Analysis of apoptosis
The determine cell apoptosis, monolayer cultures of PC12 cells treated with the different drugs [U, Glut, PPD and Glut + PPD] were supplemented with nutrient medium. The cultures were incubated for 24 h. The dead cells were analyzed prior to and subsequent to exposure to glutamate and treatment with PPD using the Muse™ Annexin V and Dead Cell Assay kit (Muse™Cell Analyzer; Millipore Corp.) according to the manufacturer's instructions.
Transmission electron microscopy (TEM)
For TEM analysis, the cells were collected and fixed with 4% paraformaldehyde and 2% glutaraldehyde in 0.1 M sodium cacodylate buffer (pH 7.4) for 2 h, post-fixed with 1% osmium tetroxide for 1 h, washed, and stained for 1 h in 3% aqueous uranyl acetate. The samples were then washed again, dehydrated with graded alcohol, and embedded in Epon-Araldite resin (Canemco, Inc., Lakefield, QC, Canada). Ultrathin sections were cut on an ultramicrotome (Reichert-Jung, Inc., Cambridge, UK), counterstained with 0.3% lead citrate, and examined under a transmission electron microscope (HT7700; Hitachi, Ltd., Tokyo, Japan).
Measurement of mitochondrial membrane potential (MMP or ΔΨm)
The ΔΨm of intact cells was measured as previously described (25), with some modifications. Briefly, the cells were washed with PBS and trypsinized. The protein concentration of the cells was adjusted to 0.2 mg/ml in DMEM without phenol red (Invitrogen Life Technologies), FBS and antibiotics. TMRE (200 nM; T669; Invitrogen-Molecular Probes) was added to the cell suspension. The cells were incubated at 37°C for 30 min in the dark. ΔΨm was measured by flow cytometry, and the data were analyzed using FlowJo software. TMRE fluorescence was measured using the FL2 channel (582 nm).

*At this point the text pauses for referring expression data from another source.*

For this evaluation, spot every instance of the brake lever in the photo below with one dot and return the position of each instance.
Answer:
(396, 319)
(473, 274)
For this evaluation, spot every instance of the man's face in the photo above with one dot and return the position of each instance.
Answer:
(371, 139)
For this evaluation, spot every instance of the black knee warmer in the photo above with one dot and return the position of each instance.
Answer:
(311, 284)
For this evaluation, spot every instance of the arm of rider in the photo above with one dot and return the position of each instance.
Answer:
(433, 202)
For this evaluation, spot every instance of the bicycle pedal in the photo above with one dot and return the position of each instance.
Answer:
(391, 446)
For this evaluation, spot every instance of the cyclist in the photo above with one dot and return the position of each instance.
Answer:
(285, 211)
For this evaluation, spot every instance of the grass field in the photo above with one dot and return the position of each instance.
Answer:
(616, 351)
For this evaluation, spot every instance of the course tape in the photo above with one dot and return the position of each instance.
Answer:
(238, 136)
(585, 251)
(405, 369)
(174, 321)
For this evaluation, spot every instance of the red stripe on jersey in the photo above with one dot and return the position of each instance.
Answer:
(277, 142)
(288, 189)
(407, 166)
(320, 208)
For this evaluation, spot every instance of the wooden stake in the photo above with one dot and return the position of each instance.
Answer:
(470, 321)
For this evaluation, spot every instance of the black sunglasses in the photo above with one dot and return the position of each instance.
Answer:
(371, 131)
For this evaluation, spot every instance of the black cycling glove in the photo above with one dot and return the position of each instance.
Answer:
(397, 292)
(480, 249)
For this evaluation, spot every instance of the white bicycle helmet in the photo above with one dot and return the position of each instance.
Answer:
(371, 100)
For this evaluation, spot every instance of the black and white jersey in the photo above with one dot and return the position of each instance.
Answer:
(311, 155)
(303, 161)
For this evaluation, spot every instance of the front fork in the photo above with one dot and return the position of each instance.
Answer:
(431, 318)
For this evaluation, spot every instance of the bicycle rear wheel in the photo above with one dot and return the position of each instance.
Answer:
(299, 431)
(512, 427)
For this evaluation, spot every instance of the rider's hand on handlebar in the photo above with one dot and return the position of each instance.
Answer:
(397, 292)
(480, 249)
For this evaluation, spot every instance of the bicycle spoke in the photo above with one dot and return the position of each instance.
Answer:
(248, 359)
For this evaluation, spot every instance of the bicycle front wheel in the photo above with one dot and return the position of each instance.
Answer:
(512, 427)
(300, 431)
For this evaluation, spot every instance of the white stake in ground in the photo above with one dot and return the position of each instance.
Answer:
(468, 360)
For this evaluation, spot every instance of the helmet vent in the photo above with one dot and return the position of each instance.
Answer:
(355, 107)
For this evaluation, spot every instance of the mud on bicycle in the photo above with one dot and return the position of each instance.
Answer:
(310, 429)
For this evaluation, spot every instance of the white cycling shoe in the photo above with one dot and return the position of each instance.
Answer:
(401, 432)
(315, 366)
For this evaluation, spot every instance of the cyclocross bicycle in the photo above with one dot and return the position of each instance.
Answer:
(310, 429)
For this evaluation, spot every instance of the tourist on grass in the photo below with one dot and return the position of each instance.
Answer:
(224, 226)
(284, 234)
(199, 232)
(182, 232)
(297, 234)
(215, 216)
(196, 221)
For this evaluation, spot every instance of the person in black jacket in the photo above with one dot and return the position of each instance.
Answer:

Determination of mitochondrial mass and visualization of mitochondria in living cells
Mitochondrial mass was measured using fluorescence levels following staining with MitoTracker Green FM (100 nM; M7514; Invitrogen) at 37°C for 30 min. Subsequently, the cells were washed once in PBS and promptly used for flow cytometry. The percentage and mean fluorescence intensity level of the mass were calculated for each sample.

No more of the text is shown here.